The first time I ever heard Ada Lea’s sophomore album, 2021’s one hand on the steering wheel, the other sewing a garden, I was on an Amtrak train from Pittsburgh to Cleveland in the dead of night. Somewhere around 2 AM, I drifted in and out of a weak sleep, my body crumpled against the window of a train car crawling slowly across Ohio, the air freezing with air conditioning. Barely dreaming, I absorbed bits and pieces of each song in florid, dizzying bursts. When I went back to it the next morning, as rested as one can be in such a state, I found it still had the same hypnagogic charms. Since then, the album has become one I bring up whenever friends and I are going to bat for our personal undersung favorites, championing the lush production, clear vision, and inimitable vocal delivery.

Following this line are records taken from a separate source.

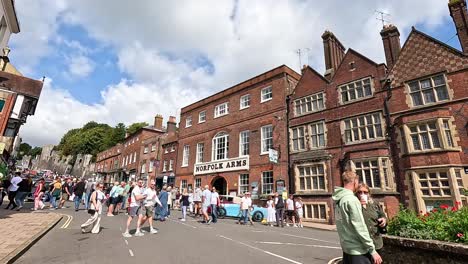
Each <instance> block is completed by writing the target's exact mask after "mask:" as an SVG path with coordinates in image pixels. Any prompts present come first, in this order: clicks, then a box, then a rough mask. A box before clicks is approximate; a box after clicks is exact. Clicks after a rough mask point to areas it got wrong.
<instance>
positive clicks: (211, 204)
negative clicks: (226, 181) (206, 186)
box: [210, 186, 220, 224]
mask: <svg viewBox="0 0 468 264" xmlns="http://www.w3.org/2000/svg"><path fill="white" fill-rule="evenodd" d="M210 201H211V202H210V205H211V219H212V222H213V224H214V223H216V222H218V205H219V203H220V201H219V194H218V192H217V191H216V188H215V187H214V186H213V189H212V192H211V197H210Z"/></svg>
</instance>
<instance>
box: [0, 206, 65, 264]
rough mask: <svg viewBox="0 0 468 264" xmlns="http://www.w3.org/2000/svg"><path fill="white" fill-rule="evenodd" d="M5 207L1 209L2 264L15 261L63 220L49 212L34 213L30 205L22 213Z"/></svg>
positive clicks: (1, 237) (1, 260)
mask: <svg viewBox="0 0 468 264" xmlns="http://www.w3.org/2000/svg"><path fill="white" fill-rule="evenodd" d="M5 202H7V201H5ZM5 206H6V205H5V203H4V204H3V205H2V206H1V208H0V234H1V240H0V263H11V262H12V261H14V259H15V258H16V257H17V256H18V255H19V254H21V253H22V252H23V251H25V250H27V249H28V248H29V247H30V246H31V245H32V244H33V243H34V242H36V241H37V240H38V239H40V238H41V237H42V236H43V235H44V234H45V233H47V232H48V231H49V230H50V229H51V228H53V226H54V225H55V224H57V223H58V222H59V221H60V220H61V218H62V216H61V215H60V214H57V213H54V212H49V211H48V210H44V211H41V212H40V213H36V212H34V213H32V212H31V210H30V206H31V204H30V203H28V204H27V205H26V208H24V209H22V210H21V211H12V210H5V209H4V208H5Z"/></svg>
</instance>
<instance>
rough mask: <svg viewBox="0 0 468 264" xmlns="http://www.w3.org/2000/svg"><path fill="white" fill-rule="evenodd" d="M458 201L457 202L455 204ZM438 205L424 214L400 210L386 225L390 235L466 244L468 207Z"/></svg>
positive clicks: (467, 231) (467, 220)
mask: <svg viewBox="0 0 468 264" xmlns="http://www.w3.org/2000/svg"><path fill="white" fill-rule="evenodd" d="M458 205H459V203H458V204H457V206H458ZM457 206H454V207H450V206H448V205H444V204H442V205H440V206H439V208H435V209H434V210H432V211H431V212H429V213H426V214H425V215H417V214H416V213H415V212H414V211H412V210H407V209H405V210H402V211H400V212H399V214H398V215H397V216H396V217H394V218H393V219H392V220H391V221H390V223H389V225H388V233H389V234H390V235H395V236H401V237H408V238H416V239H429V240H440V241H449V242H457V243H465V244H468V239H467V237H466V236H467V235H468V208H467V207H463V208H461V209H458V208H457Z"/></svg>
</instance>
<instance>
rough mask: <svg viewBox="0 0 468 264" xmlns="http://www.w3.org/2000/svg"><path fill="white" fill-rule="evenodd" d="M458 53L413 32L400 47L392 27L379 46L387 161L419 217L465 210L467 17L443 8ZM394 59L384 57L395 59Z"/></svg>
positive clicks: (466, 138) (445, 46)
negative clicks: (391, 32) (382, 93)
mask: <svg viewBox="0 0 468 264" xmlns="http://www.w3.org/2000/svg"><path fill="white" fill-rule="evenodd" d="M449 10H450V15H451V16H452V18H453V20H454V23H455V26H456V29H457V34H458V38H459V40H460V44H461V47H462V50H463V51H462V52H460V51H459V50H457V49H454V48H452V47H450V46H448V45H447V44H444V43H443V42H441V41H438V40H436V39H434V38H432V37H430V36H428V35H426V34H424V33H422V32H420V31H418V30H416V29H414V28H413V30H412V31H411V33H410V35H409V37H408V39H407V40H406V42H405V44H404V45H403V48H402V49H401V50H400V40H399V34H398V30H397V29H396V28H394V27H393V28H391V27H387V28H386V29H384V30H383V32H384V31H385V30H387V31H392V32H393V34H392V36H390V38H389V41H388V43H393V45H387V46H384V47H385V53H386V57H387V60H389V59H390V61H389V63H388V64H394V66H393V67H392V68H391V71H390V80H391V89H390V90H389V92H390V95H391V100H389V109H390V112H391V122H392V139H393V140H392V142H393V151H394V152H393V158H394V161H395V164H398V166H395V168H397V170H396V171H395V172H396V174H397V178H399V179H401V180H400V181H399V185H400V186H399V187H400V188H399V189H400V190H403V191H402V199H403V200H404V201H405V203H406V204H407V205H409V206H410V207H411V208H414V209H415V210H417V211H419V212H423V213H425V212H426V211H429V210H431V209H432V208H433V207H437V206H438V205H439V204H441V203H445V204H449V205H455V204H456V202H460V201H462V202H463V204H464V205H467V198H466V196H465V195H464V194H465V193H464V190H463V188H465V189H467V188H468V88H467V86H468V57H467V55H468V28H467V22H468V16H467V9H466V1H465V0H459V1H451V2H450V3H449ZM398 53H399V56H398V55H397V56H396V57H398V58H397V59H396V57H394V56H392V55H390V54H398Z"/></svg>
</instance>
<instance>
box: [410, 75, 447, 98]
mask: <svg viewBox="0 0 468 264" xmlns="http://www.w3.org/2000/svg"><path fill="white" fill-rule="evenodd" d="M408 87H409V93H410V96H411V101H412V103H413V106H421V105H427V104H431V103H436V102H440V101H446V100H449V95H448V90H447V85H446V82H445V76H444V75H443V74H439V75H435V76H432V77H429V78H425V79H421V80H417V81H413V82H410V83H408Z"/></svg>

In the intervening years, I have wondered how and when Alexandra Levy, the Montreal-based singer-songwriter behind Ada Lea, might follow up such a record. It would seem Levy was wondering the same. Levy fought some internal battles about what it means to be an artist in the years since. Extensive touring led to burnout, and the music industry’s relentless pace left her in need of a new direction. Nevertheless, Levy has returned with an opus as idiosyncratic as she is. On her third album, when i paint my masterpiece, she is unencumbered by any rigid structure, musical or otherwise. While the seamless sequencing and glossy production are no longer factors, something more admirably ramshackle has replaced them. In a way that calls to mind Mitski’s Be The Cowboy, to listen to when i paint my masterpiece from front to back is to be left guessing what will happen next. Songs vary greatly in length, instrumentation, fidelity, and stakes. It makes for a bumpy, but thrilling ride.

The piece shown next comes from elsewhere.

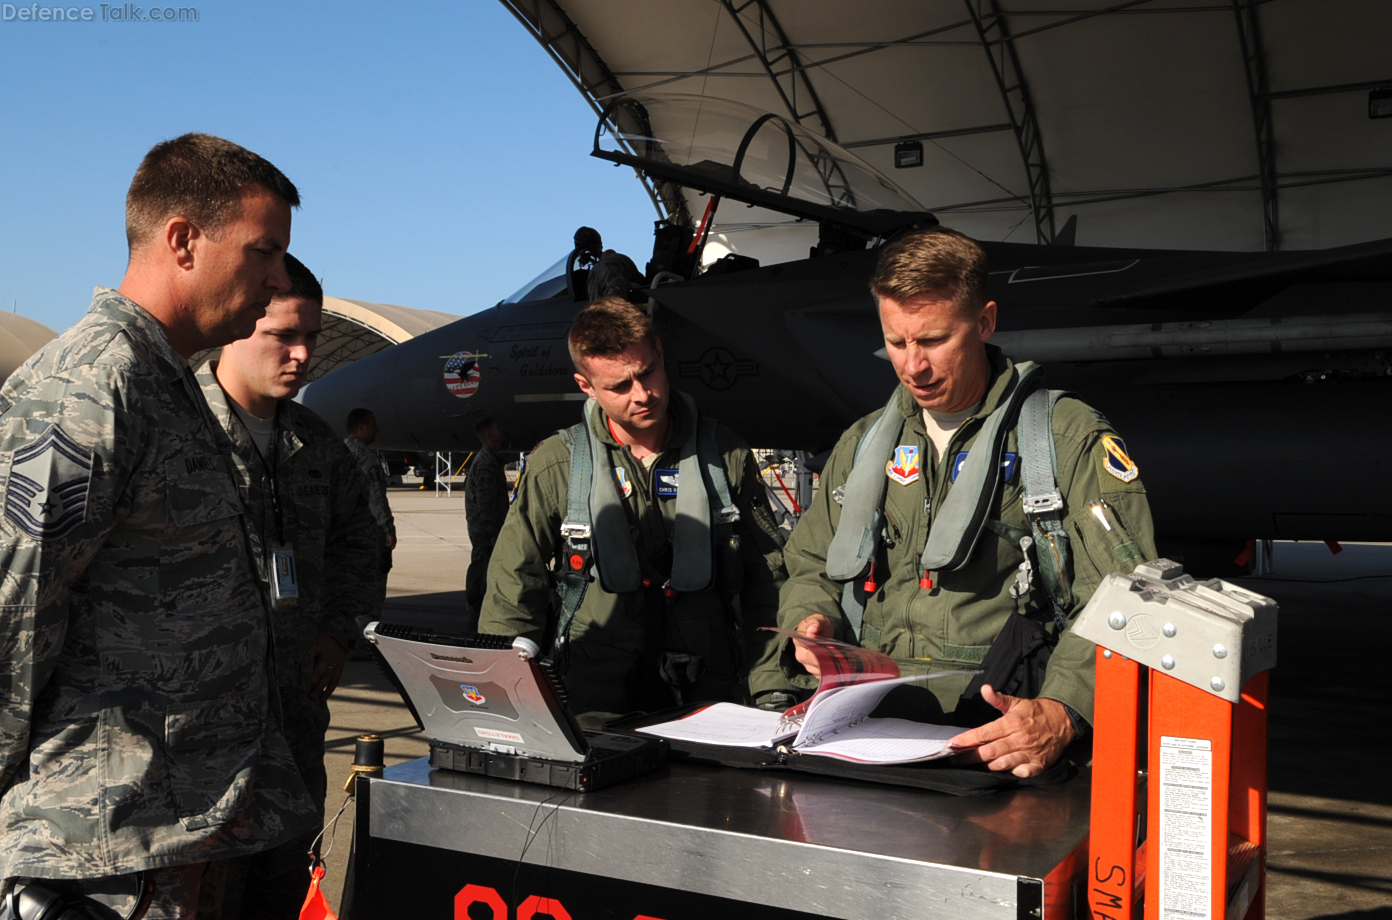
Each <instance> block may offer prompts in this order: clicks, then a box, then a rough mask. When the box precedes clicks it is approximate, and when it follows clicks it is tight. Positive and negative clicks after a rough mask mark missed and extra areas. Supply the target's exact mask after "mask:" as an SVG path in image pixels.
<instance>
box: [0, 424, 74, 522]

Levy is also a visual artist, and since she is already implicitly comparing her songwriting to her other medium of choice with the album’s title, so too shall I. If I saw one hand on the steering wheel… as a massive oil painting hung on the wall of a small museum, I see when i paint my masterpiece as a peek into an artist’s sketchbook. Flipping through, some moments feel endearingly slight, rough outlines somehow underlining the other songs by existing in their understated forms. The opener “death phase of 2024 (rainlight),” is a 49-second-long instrumental passage of strumming guitar that seems to grasp out for something like a morning glory vine does a trellis. On “moon blossom,” a comparatively lo-fi number, Levy’s singular voice runs free and unaffected. Over faint finger picking, she sounds occasionally like Regina Spektor, her voice cracking slightly. The rawness of it all distracts from how funny it is, with Levy singing about losing her hat to the wind.